Des Histoires provisoires, c’est l’occasion de découvrir de quel bois se chauffent les (ra)conteurs et (ra)conteuses lorsqu’un spectacle se fabrique. Les aventures sont multiples, ouvertes aux hybridations, au tout début du chemin ou avancées, frontales ou participatives, les artistes ont toute latitude pour ouvrir les portes de leur résidence et vous inviter à franchir à leurs côtés cette étape de création.

—Pour commencer cette journée, nous invitons 4 conteurs et conteuses du Labo 20-21 à poser les premières pierres de leur création :

Elsa Rozenknop nous livre sa mémoire familiale. 1923, 1942 et 2021. Trois dates qui jalonnent sa quête, à la recherche d’un enfant perdu et des mots qui transpercent le silence.

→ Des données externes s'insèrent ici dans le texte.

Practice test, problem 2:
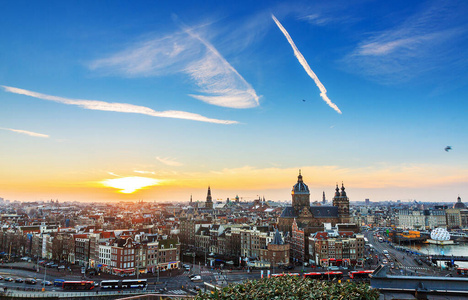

Philippe Imbert ralentit le temps pour écrire sur le grand âge et les coulisses de l’Ephad. Mots doux, mots crus et fous rires compris.

Solène Niess s’imagine parler à la place du loup pour interroger notre animalité naturelle, récits collectés et conte traditionnel dans son sac.

Après deux ans de confinement, que reste-il de nos amours ? C’est le point de départ de l’enquête que souhaite mener Cécile Demaison auprès des jeunes comme des plus vieux.

—À suivre, dans un 2ème temps, 3 projets et univers artistiques à découvrir :

Entre collectage et récit, Sophie Wilhelm compose Nos possibles, trois portraits de jeunes de 17 à 23 ans. Des trajectoires plurielles qui dessinent le portrait d’une génération enthousiaste et engagée, confrontée à un contexte social et une urgence environnementale inédits.

En écoutant les adolescents, Frédéric Naud a été surpris par la proximité entre le jeu vidéo et le conte. Dans L’oiseau de feu, nouveau spectacle à la croisée des chemins entre littérature russe et réalité virtuelle, il imagine deux collégiens, Sonia et Martin, plongés dans un étrange jeu. La jeune fille disparaît dans la toile et Martin part à sa recherche… (à partir de 9 ans).

Comment passer 24 heures dans la nature avec 60 inconnus ?
C’est la question de Julie Seiller dans Bivouac, un projet hors norme qui met la rencontre au cœur de l’expérience artistique. Dans cette performance à l’état de chantier, se mêlent fiction et réel par un processus d’écriture mené par le conteur François Lavallée. Cette Histoire provisoire sera l’occasion d’un bout de chemin avec l’équipe artistique pour mettre en mouvement cette recherche poétique dans le jardin et la yourte de La Maison du Conte, pour une durée tout à fait réduite.